Medicine Ball Push from Your Back

“Now remember, you need 3 pulls for every 1 push when programming a healthy workout” – said Doug Li, a Black and Yellow TRX instructor I took an 8 hour course from today. So, to stay true to that, here is yet another pushing exercise with a medicine ball. In all fairness, I film these on Friday, then load them up on Sunday, so I hadn’t heard that before filming (although my UFCPI recap suggests 2 pulls for every 1 push…)
This is actually a good routine to do with a partner, and can add some fun to an otherwise lonely workout by yourself. But I didn’t have a partner when I shot the video so it’s just me.
If You’re Solo Doing a Medicine Ball Push On Your Back
Lie on your back with a decent sized medicine ball in your hands.
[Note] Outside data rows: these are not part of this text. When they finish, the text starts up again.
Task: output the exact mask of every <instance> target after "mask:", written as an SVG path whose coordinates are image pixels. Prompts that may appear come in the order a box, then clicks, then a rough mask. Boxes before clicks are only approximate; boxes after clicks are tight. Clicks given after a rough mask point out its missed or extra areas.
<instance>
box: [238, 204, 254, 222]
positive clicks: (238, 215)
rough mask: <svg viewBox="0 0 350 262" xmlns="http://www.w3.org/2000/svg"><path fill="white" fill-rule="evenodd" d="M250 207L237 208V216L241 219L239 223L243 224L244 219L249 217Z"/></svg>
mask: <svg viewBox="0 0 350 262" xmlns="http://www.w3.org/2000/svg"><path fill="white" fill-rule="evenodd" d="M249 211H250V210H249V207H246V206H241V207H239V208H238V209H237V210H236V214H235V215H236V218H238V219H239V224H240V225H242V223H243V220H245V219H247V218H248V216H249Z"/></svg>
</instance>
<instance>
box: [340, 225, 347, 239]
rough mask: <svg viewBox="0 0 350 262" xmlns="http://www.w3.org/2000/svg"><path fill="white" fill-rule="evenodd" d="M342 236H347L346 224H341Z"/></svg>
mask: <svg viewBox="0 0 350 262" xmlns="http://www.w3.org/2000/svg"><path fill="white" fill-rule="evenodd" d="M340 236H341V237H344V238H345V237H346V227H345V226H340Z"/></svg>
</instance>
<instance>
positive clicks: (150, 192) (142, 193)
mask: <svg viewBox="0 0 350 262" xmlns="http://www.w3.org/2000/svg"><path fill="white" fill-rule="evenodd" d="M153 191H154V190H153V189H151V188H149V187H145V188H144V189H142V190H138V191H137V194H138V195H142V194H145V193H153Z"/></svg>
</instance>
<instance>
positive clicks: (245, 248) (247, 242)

The ball should be somewhere between your chest and belly button. Your elbows will be bent and lying on the floor-ish. Push your arms up straight and throw the ball up into the air. Catch. Repeat.
If You have a Partner
The partner should stand over you either over your head or over your legs so they can catch the medicine ball. You throw it up, they catch it and toss it back down at you. You catch, bring it all the way back down to starting then toss it back up.
This is another exercise that is designed to hit certain muscles that may be neglected during a standard boxing workout to help improve your pushing / punching power. The faster you move the ball, the more power you’ll develop.